Lord of the Flies resembles a whole bunch of Bible stories, 3 of which include: Lucifer,and the angels who he is the 'chief' of, plot to override and replace God by creating an army, but they loose, and then are thrown into hell for all of eternity; Adam and Eve, who are two innocent perfect beings placed in the garden of Eden and given the opportunity to eat any fruit except that of the Tree of the Knowledge of Good and Evil, are tempted by the serpent and eat the fruit thus creating the fall from grace, and the longing to return to the natural state of grace and innocence embodied in the paradise of the Garden of Eden; And finally, Cain and Abel, two brothers that sacrifice the best of their crop and lamb to God as an offering, but when only the crop is accepted Cain kills Abel.

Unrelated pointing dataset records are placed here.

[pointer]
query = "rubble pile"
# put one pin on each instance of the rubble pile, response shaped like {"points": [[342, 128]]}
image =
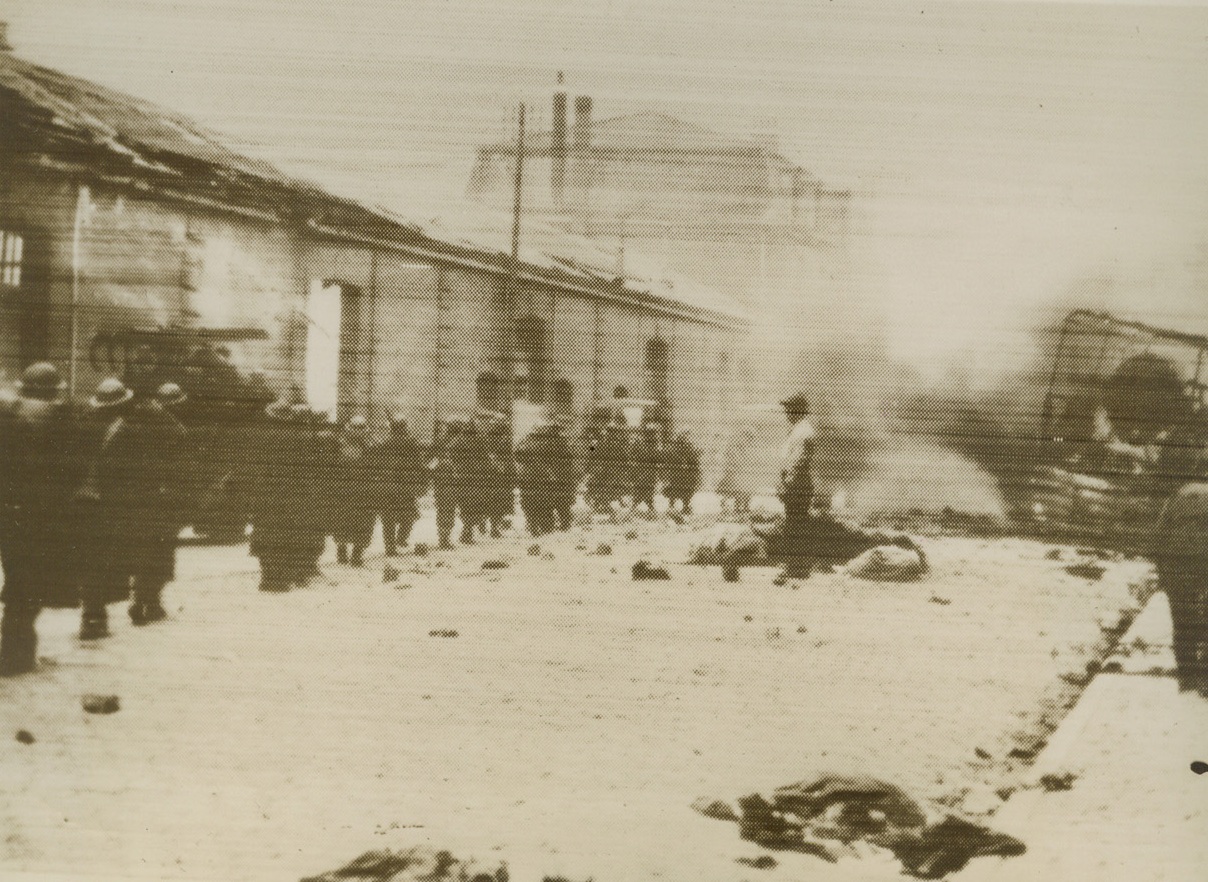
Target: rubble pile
{"points": [[835, 817], [418, 864]]}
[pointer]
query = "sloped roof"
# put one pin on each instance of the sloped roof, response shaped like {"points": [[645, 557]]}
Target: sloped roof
{"points": [[654, 132], [77, 122]]}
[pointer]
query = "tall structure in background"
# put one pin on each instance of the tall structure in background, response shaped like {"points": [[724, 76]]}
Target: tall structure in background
{"points": [[731, 213]]}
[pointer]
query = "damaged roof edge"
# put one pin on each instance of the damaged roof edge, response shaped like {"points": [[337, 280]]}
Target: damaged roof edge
{"points": [[220, 179]]}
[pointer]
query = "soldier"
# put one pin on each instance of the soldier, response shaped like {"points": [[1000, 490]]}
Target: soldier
{"points": [[139, 486], [610, 480], [102, 570], [1182, 556], [796, 486], [683, 473], [398, 477], [457, 465], [283, 497], [500, 486], [645, 463], [354, 499], [35, 474]]}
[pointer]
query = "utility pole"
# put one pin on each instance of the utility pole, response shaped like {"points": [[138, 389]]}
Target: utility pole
{"points": [[514, 273]]}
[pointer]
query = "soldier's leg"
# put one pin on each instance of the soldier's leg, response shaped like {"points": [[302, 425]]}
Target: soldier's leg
{"points": [[18, 636]]}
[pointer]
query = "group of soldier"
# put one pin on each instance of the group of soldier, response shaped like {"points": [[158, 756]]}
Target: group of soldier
{"points": [[89, 504], [93, 498]]}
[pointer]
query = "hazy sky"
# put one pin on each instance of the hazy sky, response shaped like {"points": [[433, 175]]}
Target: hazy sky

The archetypes in the Lucifer story such as the army of angels, suggest (as in the Lord of the Flies) the savages who were once good or angelic, and are now following the 'shadows' all the way to hell without really realizing it. The serpent, as in the Adam and Eve story, was suggested quite a few times in the book as the invisible force of temptation slithering out of the bushes, and holding up their notions like a clasp. The sacrifices in the Cain and Able story are almost directly illustrated in the book as the pig's head, or as Simon, or as almost Ralph. All sacrifices to the 'beast' who they didn't want to bother them, just like the brothers lived in healthy fear of God and didn't want him to inflict any kind of punishment for any reason.
Lucifer was the protagonist at one point in his story, being the head angel in all of Heaven, but somehow overcame all of that and switched roles to the antagonist, and thus became the figurehead of all evil in the universe. Adam and Eve most clearly and literally loose their innocence after eating the fruit from the tree they were forbidden to touch, and this is no differently interpreted than Ralph loosing his innocence by listening to Jack. Cain and Able start out as servants of God living in fear and humility, and then Cain is overcome with jealousy and takes it out on his brother, which is no different than Jack hating the fact that Ralph is picked to be chief of all the boys and wants to 'hunt' him.